Stargate Atlantis--"Hot Zone"

The plot of ‘Hot Zone,” as you might guess, is that of a contagion infecting Atlantis. I am wary of such episodes because I often fear the miraculous dr. McCoy miracle cure conveniently in the nick of time when real outbreaks cannot be handled so easily. But ’Hot zone” surprises me, both in its resolution and the addition of chain of command drama that elevate the episode beyond another episode, another escape from widespread doom.

While investigating remote parts of the city for hurricane damage, two members of the team die violently from a mysterious ailment. The team is quarantined over fears the ailment might be the plague that wiped out the Ancients. Weir requests every else to stay put while medical teams sort things out, but when a member of the quarantined group flips out and escapes, Sheppard undermines Weir’s authority by ordering bates to unlock the door to the room in which he is stranded in order to recapture the guy.

The ailment turns out to be a nanotech virus created by a mysterious source to kill humans. Only humans without the Ancient gene can be killed by it. Because the nanotech is machinery, a large enough EMP will disable them all. Sheppard jury rigs a naquadah generator to overload in a nuclear explosion in orbit in order to do the trick. It works. The day is saved. Woo hoo! The solution is a big explosion, too, rather than a miraculous medical cure just in the nick of time. That is definitely a bonus.

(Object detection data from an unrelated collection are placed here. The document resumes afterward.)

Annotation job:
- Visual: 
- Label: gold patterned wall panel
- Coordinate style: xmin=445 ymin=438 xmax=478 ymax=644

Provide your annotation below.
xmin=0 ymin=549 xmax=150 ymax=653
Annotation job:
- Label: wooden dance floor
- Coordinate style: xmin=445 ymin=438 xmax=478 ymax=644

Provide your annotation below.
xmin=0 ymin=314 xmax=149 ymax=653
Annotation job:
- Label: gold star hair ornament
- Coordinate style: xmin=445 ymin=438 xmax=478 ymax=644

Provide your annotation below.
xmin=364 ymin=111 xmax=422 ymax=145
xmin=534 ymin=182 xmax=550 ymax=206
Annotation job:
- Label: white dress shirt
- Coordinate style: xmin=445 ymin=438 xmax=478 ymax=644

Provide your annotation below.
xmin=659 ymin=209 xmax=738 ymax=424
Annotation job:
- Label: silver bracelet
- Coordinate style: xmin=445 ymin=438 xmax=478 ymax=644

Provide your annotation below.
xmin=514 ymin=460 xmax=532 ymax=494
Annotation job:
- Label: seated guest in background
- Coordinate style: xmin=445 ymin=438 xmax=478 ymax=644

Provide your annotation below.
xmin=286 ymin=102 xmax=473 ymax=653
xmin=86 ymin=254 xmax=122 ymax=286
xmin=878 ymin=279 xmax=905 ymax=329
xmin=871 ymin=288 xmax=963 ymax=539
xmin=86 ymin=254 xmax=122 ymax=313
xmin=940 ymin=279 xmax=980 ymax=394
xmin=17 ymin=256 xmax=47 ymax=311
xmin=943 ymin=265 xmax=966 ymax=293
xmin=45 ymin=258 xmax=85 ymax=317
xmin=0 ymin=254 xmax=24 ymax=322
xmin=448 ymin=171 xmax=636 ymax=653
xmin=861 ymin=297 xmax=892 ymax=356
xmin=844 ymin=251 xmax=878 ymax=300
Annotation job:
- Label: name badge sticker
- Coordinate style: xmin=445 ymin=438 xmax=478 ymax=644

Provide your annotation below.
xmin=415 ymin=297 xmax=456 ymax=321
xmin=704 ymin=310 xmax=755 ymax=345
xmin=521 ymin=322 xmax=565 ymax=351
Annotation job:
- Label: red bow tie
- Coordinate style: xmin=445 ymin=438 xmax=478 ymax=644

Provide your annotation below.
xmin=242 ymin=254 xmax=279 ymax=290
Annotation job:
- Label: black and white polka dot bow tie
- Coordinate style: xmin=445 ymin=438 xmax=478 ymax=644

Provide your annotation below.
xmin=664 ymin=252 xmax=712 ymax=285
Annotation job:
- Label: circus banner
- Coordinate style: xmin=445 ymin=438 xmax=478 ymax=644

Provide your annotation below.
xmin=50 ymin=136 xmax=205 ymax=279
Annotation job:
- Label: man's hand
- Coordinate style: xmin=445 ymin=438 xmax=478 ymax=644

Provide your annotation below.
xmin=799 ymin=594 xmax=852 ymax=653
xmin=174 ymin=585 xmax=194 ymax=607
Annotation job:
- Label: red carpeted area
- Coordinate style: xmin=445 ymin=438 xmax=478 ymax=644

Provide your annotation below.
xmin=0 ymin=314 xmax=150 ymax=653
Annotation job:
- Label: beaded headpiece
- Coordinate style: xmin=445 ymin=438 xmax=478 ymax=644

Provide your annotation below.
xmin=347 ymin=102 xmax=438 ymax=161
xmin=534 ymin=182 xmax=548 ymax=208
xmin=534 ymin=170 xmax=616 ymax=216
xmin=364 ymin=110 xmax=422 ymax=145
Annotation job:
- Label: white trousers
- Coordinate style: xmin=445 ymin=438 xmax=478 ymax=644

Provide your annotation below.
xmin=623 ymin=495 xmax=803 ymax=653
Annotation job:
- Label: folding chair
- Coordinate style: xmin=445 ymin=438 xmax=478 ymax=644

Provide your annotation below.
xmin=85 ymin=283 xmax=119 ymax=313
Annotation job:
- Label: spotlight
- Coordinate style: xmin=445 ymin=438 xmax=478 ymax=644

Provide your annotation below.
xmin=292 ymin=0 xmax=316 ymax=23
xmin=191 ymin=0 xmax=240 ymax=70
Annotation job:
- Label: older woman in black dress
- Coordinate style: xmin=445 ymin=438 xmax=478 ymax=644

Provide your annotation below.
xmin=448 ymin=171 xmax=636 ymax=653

Another bonus is the scene in which Rodney, who believes he was infected at the same time of another man who just died, is going to pass on himself goes into a panicked soliloquy about his only family member, advice for everyone else on how to maximize efficiency, and his legacy before realizing the Ancient gene will protect him. His pushed last words make for one of the best Rodney moments thus far.

The real drama of “hot Zone” is the rift between Sheppard and Weir. It has been well established Sheppard is the reckless sort who does what he thinks is best even if it means disobeying orders. Bates, ironically, has had a tough time respecting Sheppard’s command because of it, yet follows his orders here over weir’s objection. It is true that ultimately Sheppard’s breach of conduct lead to the cure, but that is a matter of hindsight 20/20. The fact is there is a tension growing between weir and Sheppard over his general nonchalance regarding her authority. The problem is jarring considering the two reaffirmed their loyalty to one another professionally in ”Home” and personally in “The Eye.” but our heroes do not always act heroically, do they?

The personal conflict between Sheppard and Weir as well as some good character moments from Rodney save “Hot zone” from my usual aversion to contagion needing immediate cures or else stories. I am all for the nuke solution, too, even though it is grossly simplistic. There is also the foreshadowing of another villain out there bent on exterminating humans. The series can always use a widening rogue’s gallery. I do not think "Hot Zone” is all that great, but it is a notch above general filler.